January 10, 2008

CA11: government wins Snipes motions

Just in case you 1) care; and 2) don’t know, the 11th Circuit rejected all of Wesley Snipes’ pretrial motions (e.g. for a change of venue), on a motion from the government to dismiss as an “impermissible interlocutory appeal.”

August 11, 2006

CA11 doesn’t mind it when people are forced to masturbate

a female prison guard’s solicitation of a male prisoner’s manual masturbation, even under the threat of reprisal, does not present more than de minimis injury.

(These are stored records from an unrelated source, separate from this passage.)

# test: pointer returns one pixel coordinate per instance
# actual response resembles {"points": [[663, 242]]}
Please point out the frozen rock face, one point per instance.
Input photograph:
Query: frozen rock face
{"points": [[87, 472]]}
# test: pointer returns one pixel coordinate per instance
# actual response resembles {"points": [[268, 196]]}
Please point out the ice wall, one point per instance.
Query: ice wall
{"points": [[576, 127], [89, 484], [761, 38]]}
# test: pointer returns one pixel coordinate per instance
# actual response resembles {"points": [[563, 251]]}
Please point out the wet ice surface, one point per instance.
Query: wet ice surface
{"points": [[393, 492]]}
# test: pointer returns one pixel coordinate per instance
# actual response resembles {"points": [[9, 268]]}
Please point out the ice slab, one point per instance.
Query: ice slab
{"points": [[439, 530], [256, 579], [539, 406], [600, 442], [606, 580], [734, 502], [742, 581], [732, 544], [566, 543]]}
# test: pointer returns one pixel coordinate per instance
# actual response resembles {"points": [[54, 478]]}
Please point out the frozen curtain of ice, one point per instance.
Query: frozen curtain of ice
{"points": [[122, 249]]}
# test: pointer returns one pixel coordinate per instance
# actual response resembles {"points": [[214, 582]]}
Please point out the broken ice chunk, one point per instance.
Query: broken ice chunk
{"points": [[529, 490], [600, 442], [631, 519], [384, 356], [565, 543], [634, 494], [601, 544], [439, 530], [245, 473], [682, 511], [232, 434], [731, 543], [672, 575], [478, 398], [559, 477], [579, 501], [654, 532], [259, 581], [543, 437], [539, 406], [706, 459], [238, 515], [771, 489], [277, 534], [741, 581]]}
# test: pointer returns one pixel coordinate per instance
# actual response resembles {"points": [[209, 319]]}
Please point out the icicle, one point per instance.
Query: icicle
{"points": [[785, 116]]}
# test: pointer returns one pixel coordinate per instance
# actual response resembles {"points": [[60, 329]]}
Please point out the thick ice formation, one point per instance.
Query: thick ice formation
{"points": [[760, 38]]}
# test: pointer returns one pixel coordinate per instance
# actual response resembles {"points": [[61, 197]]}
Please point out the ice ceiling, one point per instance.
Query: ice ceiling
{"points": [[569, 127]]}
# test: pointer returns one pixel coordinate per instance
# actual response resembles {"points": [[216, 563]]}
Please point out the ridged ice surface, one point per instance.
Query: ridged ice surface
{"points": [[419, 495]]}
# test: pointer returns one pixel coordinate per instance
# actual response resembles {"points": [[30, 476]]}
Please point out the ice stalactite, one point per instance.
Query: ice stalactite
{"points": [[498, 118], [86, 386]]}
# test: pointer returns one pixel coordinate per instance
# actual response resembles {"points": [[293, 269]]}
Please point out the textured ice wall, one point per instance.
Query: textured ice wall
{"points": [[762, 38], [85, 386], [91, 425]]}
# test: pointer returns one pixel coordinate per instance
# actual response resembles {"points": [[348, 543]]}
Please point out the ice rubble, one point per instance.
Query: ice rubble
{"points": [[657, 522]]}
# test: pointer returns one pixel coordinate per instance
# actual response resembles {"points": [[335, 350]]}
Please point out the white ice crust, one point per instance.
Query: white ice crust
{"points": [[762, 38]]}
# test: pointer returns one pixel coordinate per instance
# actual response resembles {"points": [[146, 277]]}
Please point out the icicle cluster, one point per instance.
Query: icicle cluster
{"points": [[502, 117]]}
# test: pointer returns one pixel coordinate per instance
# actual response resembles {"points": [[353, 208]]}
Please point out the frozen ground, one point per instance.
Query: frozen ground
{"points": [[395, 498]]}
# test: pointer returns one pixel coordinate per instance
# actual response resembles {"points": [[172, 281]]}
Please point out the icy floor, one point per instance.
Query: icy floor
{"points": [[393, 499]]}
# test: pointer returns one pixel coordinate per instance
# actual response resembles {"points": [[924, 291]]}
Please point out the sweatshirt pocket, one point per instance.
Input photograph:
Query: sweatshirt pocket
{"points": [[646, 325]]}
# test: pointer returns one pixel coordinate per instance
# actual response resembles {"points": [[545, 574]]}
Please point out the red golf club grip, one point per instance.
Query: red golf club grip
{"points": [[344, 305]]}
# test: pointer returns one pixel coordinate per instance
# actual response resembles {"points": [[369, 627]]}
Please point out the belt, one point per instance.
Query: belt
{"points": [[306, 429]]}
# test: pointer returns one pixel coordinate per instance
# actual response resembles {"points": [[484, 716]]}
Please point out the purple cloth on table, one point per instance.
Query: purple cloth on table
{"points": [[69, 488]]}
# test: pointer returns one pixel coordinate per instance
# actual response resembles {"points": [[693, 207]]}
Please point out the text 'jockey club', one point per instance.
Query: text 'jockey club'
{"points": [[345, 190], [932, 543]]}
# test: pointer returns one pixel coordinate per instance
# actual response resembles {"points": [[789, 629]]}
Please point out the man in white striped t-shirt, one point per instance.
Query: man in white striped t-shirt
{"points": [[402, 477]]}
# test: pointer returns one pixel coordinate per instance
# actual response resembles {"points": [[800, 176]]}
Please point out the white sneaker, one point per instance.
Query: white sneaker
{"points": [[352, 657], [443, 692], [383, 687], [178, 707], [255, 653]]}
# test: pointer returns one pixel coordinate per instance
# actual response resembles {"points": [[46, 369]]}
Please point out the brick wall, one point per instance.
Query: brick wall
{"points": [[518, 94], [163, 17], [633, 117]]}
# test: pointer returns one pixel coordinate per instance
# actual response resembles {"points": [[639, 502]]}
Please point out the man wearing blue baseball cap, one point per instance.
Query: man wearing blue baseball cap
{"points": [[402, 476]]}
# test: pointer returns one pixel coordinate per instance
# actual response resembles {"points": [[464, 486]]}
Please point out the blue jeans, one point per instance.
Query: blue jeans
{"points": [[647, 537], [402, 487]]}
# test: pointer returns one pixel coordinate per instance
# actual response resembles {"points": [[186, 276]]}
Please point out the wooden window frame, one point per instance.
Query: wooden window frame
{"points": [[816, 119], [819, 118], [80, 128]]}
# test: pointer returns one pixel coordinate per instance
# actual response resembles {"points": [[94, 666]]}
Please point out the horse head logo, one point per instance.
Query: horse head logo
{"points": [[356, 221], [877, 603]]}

Boxer v. Harris, and they deny rehearing en banc.  This means that such behavior is as acceptable as a jostling on the subway.  I guess this means that this is the new norm of behavior for society.  C&F comments here, and links to lots of posts, including one on Overlawyered, which, while not taking a position on the case, has lots of comments from people who think this is really freakin’ hilarious!  I guess this shows the importance of confirming judges to the courts who will think that people should take responsibility for their actions, and not clog the  dockets with such frivolous cases as rape and forced masturbation. 

July 20, 2006

CA11: Tax Court should stop putzing around with Ballard

The TaxProfBlog discusses g a 3-page order from the Eleventh Circuit to the Tax Court telling the Tax Court to give Ballard top priority.  See our coverage of this case here.

July 04, 2006

Judge Pryor's first dissent

You can read it here.

April 06, 2006

11th holds that 18 U.S.C. § 2252A(a)(3)(B) is facially unconstitutional.

here  -- The statute obviously involves promoting child pr0n, and the court writes:

There is a great description of people accusing each other of being cops in a chat room.  Despite the fact that a few parapgrahs of the opinion disturb my view of the first amendment as protecting human destiny (though it acknowledges my view), it is rather well-written, traces the development of the PROTECT ACT, and contains these choice words:

In this case, however, the law does not seek to attach liability to the materials, but to the ideas and images communicated to the viewer by those materials. This shifts the focus from a community standard to the perverted but privately held belief that materials are lascivious. Through this lens, virtually all depictions of children, whom to pedophiles are highly eroticized sexual objects, are likely to draw a deviant response. Many pedophiles collect and are sexually stimulated by nonpornographic depictions of children such as commercially produced images of children in clothing catalogs, television, cinema, newspapers, and magazines — otherwise innocent pictures that are not traditionally seen as child pornography and which non-pedophiles consider innocuous. As illustrated in this case, relatively innocent candid snapshots of children, such as those initially exchanged by the defendant Williams and the undercover agent, are also collected and used as a medium of exchange. We cannot, however, outlaw those legal and mainstream materials and we may not outlaw the thoughts conjured up by those legal materials.

There is some Booker stuff in there, too.


March 17, 2006

Here's something you don't see often

A district court from the Eleventh Circuit being reversed in a habeas case. Kudos to court-appointed counsel! :)

February 16, 2006

CA11: Dildos okay in GA

Or at least advertising them. The court in This That and the Other Gift and Tobacco v. Prewett addresses a number of procedural issues (e.g. law of the case doctrine and standards for reviewing injunctions). Essentially:

Because a prior panel in this case has already determined that § 16-12-80 unconstitutionally infringes upon the plaintiffs’ First Amendment rights, we remand this case to the district court to enter summary judgment in favor of the plaintiffs. Because we are bound by the law-of-the-case doctrine, we need not consider whether the type of limiting construction the district court gave to § 16-12-80 is a proper construction of that state statute.

Thanks: Majikthise

January 17, 2006

CA11: Booker remands and allocution

The Defense Newsletter Blog points to  U.S. v. Stevenson, No. 05-14504 (Jan. 17, 2006) (unpub.) which holds that a Booker remand requires a hearing.  The court concludes, “Because Stevenson’s original sentence was vacated in its entirety, the district court erred by not granting him a hearing and affording him the opportunity to allocute at resentencing.“

November 03, 2005

CA11: Ballard keeps on runnin'

SCOTUSBlog provides coverage of the 11th Circuit’s decision on remand in Ballard.

the Eleventh Circuit on Wednesday ordered three U.S. Tax Court judges to have nothing further to do with a pending case, demanded a new assignment of the case, and brusquely ordered the entire 19-judge Tax Court to "adhere strictly hereafter" to its own rules.

Of course, it remains to be seen if the other courts of appeal will follow the 11th Circuit’s lead.

October 12, 2005

CA11: 11th declines to strike language regarding “obey the law” injunctions

According to Securities Litigation Watch, The SEC's petition for rehearing was denied in  SEC v. Smyth, 04-11985 which questioned whether the SEC could seek injunctions against violating the law.  See our earlier coverage here.  This obviously has great import beyond securities law.  Perhaps people that represent poor folks will take heart from the 11th (and other circuit's) positions on this.